Ethiopia is experiencing one of its most severe droughts in recent decades following four consecutive failed rainy seasons. This is compounded by the impacts of conflict in northern Ethiopia, desert locust infestations of 2019 and 2020, and the COVID-19 pandemic. Crops have failed, large-scale livestock deaths have occurred, and people have been forced to leave their homes in search of livelihoods and assistance.
In response, IOCC launched a three-month emergency food project in eight communities to combat food insecurity. In addition to providing emergency supplemental food for young children and pregnant and lactating women, the initiative trained health extension workers on screening for moderate acute malnutrition, as well as on food distribution and preparation.
IOCC also provided cash assistance to hundreds of people affected by desert locust invasions—giving them the flexibility to purchase what they need, when they need it.

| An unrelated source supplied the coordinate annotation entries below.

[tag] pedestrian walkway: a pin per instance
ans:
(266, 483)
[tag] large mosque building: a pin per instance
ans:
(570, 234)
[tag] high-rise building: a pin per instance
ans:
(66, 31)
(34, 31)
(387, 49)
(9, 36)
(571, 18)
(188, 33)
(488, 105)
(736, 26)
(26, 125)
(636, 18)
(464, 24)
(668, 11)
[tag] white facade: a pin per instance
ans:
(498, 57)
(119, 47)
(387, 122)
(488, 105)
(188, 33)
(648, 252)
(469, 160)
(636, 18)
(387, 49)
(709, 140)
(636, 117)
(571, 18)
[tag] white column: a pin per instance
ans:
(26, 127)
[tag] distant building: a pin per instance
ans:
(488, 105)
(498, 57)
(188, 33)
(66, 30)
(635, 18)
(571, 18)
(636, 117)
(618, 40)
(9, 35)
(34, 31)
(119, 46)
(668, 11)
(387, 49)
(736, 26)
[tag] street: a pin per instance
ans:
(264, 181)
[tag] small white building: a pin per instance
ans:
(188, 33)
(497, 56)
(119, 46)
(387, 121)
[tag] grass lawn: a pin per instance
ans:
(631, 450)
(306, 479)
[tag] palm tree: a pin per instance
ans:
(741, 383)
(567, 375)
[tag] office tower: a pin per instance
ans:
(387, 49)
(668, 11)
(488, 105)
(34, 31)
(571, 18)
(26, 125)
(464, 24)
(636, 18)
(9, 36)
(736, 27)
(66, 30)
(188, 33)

The program assisted the most vulnerable, taking care to reach women-headed households, people with disabilities, and the elderly, who all faced poor social, economic, cultural, and health conditions even before the locusts arrived.
This assistance is helping people secure supplies for their next planting, as well as the food they need right now. Because Ethiopia is prone to recurrent drought and seasonal floods, food security remains a pressing issue, and IOCC continues working with communities as they seek a sustainable way forward.